Officer testifies at murder trial
The defense had a trooper use scissors to make icons to add to his high-tech map of the crime scene.
LISBON — A Wellsville police officer testified that people were shouting, “The guy he shot is down here!” while he was arresting Eric M. Dillard.
The officer, Tony Mancuso, testified Wednesday in Columbiana County Common Pleas Court as Dillard’s trial got under way.
Mancuso said he was about to have dinner at a local restaurant around 9 p.m. April 22, 2008, when he received a call about the shooting at 906 Commerce St.
The house was the home of Dillard, 31, of Wellsville, who is on trial on a charge of murder in the shooting death of Jamie A. Farley, 35, of East Liverpool.
As police responded, Mancuso said an elderly lady was pointing toward the shooting scene.
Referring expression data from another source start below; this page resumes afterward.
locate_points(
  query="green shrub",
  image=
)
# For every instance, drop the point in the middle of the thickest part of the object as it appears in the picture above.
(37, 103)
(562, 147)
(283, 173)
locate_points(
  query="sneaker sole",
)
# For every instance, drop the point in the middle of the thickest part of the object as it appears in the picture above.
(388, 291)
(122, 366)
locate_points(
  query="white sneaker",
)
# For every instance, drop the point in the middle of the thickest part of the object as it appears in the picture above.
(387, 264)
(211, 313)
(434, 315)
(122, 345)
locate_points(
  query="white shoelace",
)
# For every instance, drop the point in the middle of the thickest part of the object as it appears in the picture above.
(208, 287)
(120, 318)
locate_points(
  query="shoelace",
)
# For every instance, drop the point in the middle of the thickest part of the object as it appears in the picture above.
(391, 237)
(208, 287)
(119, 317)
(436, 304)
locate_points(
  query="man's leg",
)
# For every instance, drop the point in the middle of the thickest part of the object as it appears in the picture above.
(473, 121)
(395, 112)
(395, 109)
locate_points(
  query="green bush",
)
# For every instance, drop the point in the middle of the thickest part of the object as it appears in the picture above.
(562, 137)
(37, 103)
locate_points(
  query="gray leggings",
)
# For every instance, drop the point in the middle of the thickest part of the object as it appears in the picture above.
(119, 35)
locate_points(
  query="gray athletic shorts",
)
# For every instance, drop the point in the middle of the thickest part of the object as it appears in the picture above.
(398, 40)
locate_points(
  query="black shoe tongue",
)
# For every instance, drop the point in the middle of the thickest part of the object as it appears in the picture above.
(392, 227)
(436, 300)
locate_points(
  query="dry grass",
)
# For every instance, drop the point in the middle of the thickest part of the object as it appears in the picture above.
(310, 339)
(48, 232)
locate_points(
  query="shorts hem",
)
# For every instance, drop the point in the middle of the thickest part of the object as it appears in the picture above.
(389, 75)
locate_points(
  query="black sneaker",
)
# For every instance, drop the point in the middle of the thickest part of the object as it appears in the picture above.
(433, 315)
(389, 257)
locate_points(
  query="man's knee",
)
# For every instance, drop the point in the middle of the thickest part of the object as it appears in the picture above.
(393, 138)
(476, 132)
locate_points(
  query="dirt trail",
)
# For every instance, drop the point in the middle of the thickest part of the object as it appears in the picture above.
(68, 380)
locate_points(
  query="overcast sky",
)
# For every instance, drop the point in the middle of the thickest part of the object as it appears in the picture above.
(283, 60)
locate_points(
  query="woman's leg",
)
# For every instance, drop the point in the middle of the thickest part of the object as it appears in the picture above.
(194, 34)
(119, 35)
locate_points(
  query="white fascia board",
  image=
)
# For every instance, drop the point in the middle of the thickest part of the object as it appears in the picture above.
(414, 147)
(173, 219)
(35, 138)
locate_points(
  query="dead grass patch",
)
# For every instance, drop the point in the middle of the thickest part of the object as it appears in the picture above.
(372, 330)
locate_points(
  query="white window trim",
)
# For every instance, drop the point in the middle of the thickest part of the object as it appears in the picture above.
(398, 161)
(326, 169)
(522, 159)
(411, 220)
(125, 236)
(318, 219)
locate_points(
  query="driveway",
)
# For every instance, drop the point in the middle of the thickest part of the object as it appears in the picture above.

The officer said he saw the defendant “with a gun in his hand.”
Mancuso said Dillard put the gun down and walked toward police.
There were several shell casings at the scene. Mancuso testified there was also a live round of ammunition jammed in the .40-caliber pistol.
Blood was found in the street near Dillard’s home and at the intersection of Commerce Street and 10th Street.
Farley told police before he died that Dillard had shot him.
Farley supposedly went to Dillard’s house to get money. Farley arrived in a Chevrolet Cavalier driven by his girlfriend, Shirley Hackney. In the car was Hackney’s mother, Andrea, and Hackney’s 9-year-old son and 15-month-old daughter.
Mancuso said he and another Wellsville officer went back to the police station and brought back yellow warning tape to block off the intersection of 10th and Commerce. He and other officers did a search of a nearby open area and found nothing.
Mancuso said Dillard was cooperative.
Trooper Todd Jester of the Ohio State Highway Patrol testified he was called out about 1 a.m. April 23 to help make a map of the shooting scene.
He has special equipment that can re-create accidents and other scenes to scale, he said.
Defense lawyer James Hartford asked the trooper why he had not included the Cavalier and a Hummer vehicle in the map.
Jester said they were outside of the crime-scene area.
At Hartford’s request, Jester used a ruler and a calculator to place the two vehicles on the crime scene map.
Hartford told the trooper, “Cut out your rendering for us.” A clerk produced a pair of scissors, and the icons for the vehicles were added to the crime scene map.
Prosecutor Robert Herron objected, but Judge C. Ashley Pike allowed the map and additions into evidence.